Natrium-(Chlorid+HCO3)= 8-12 mmol (CAVE: Normwert abhängig vom Laborreferenzwert)

Eine Erhöhung der Plasmaanionenlücke erfolgt bei Akkumulation eines nicht rasch eliminierbaren (Metabolisierung oder renale Exkretion) Anions. Aufgrund elektrophysiologischer Gründe (Kationen=Anionen) wird Chlorid durch das kumulierende Anion der Säure aus den EZR verdrängt und die PAG wird größer.
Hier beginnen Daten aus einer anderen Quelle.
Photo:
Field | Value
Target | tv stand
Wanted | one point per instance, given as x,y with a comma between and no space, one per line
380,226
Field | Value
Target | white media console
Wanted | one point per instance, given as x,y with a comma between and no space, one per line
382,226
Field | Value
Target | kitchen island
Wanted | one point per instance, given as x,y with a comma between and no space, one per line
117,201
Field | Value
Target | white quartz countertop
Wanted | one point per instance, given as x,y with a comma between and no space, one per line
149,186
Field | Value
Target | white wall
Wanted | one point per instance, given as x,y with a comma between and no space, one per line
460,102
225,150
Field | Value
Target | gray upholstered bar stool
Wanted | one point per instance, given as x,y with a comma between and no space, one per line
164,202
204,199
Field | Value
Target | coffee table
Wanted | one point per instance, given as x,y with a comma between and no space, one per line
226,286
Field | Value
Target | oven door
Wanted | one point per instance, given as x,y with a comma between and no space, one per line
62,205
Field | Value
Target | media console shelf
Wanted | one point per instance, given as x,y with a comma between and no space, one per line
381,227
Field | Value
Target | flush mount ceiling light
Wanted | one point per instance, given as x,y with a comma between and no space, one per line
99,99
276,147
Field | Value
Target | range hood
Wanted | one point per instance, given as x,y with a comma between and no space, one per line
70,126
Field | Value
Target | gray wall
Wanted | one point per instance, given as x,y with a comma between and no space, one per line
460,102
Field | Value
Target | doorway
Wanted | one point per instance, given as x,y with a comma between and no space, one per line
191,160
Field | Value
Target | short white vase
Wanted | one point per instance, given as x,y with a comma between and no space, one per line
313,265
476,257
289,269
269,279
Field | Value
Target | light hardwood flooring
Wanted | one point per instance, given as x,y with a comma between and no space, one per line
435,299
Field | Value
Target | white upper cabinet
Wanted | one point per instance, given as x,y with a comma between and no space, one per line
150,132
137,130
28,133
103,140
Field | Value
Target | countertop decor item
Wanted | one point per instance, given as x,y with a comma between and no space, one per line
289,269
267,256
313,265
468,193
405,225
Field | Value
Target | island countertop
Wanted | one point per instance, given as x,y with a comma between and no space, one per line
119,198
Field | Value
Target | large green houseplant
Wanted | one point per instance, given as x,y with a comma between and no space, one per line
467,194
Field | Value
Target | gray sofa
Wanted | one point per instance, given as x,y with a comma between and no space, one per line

Bei hyperchloridämischer Azidose hingegen führt ein Bikarbonatverbrauch oder Verlust zu einem Abfall des Plasma HCO3 und wiederum aufgrund elektrophysiologischer Notwendigkeit zum Anstieg des Chlorids im Serum.


Formel 7: Harnosmolalitätslücke (UOG) (mosml/l)

UOG = Uosmol(gemessen)- Uosmol(berechnet)

Uosmol(berechnet)= 2x(Na+K)Harn+GlukoseHarn+HarnstoffHarn

Bei adäquater renaler Steigerung der Ammoniumproduktion kommt es zu einem Anstieg der Harnosmolalitätslücke als Ausdruck der vermehrten Exkretion von NH4. Beim gastrointestinalen Bikarbonatverlust durch Diarrhö können die Nieren die Ammoniumproduktion adäquat steigern und die UOG wir > 100 mosmol/l. Bei den renal tubulären Azidosen  ist die Ammoniumproduktion durch verschieden Mechanismen inhibiert und die UOG ist < 50 mosml/l. Auch eine chronische Niereninsuffizienz geht mit einer verminderten absoluten Ammoniumproduktion einher. Bei mäßig eingeschränkter Nierenfunktion (GFR 20-50 ml/min) kommt es deshalb zu einer hyperchloridämischen metabolen Azidose, welche bei weiteren Funktionsverlust in eine Azidose mit hoher Anionenlücke übergehen kann (oder gemischte Formen). Die UOG/2 entspricht in etwa der renalen Ammoniumausscheidung in mmol/l.

 

Harnanionenlücke (UAG)

UAG= [Na(Harn)+K(Harn)]-Cl(Harn)

Ähnlich wie bei der Harnosmolalitätslücke dient die Bestimmung der Harnanionenlücke zur indirekten Kalkulation der renalen Ammoniumproduktion. Ein negativer Wert (relativer Überschuß von Cl im Vergleich zu Na und K) ist ein Hinweis auf eine hohe renale Ammoniumproduktion (das Kation zum Chlorid), als adäquate Antwort bei systemischer Azidose. Bei inadäquater Ammoniumausscheidung wird die UAG positiv.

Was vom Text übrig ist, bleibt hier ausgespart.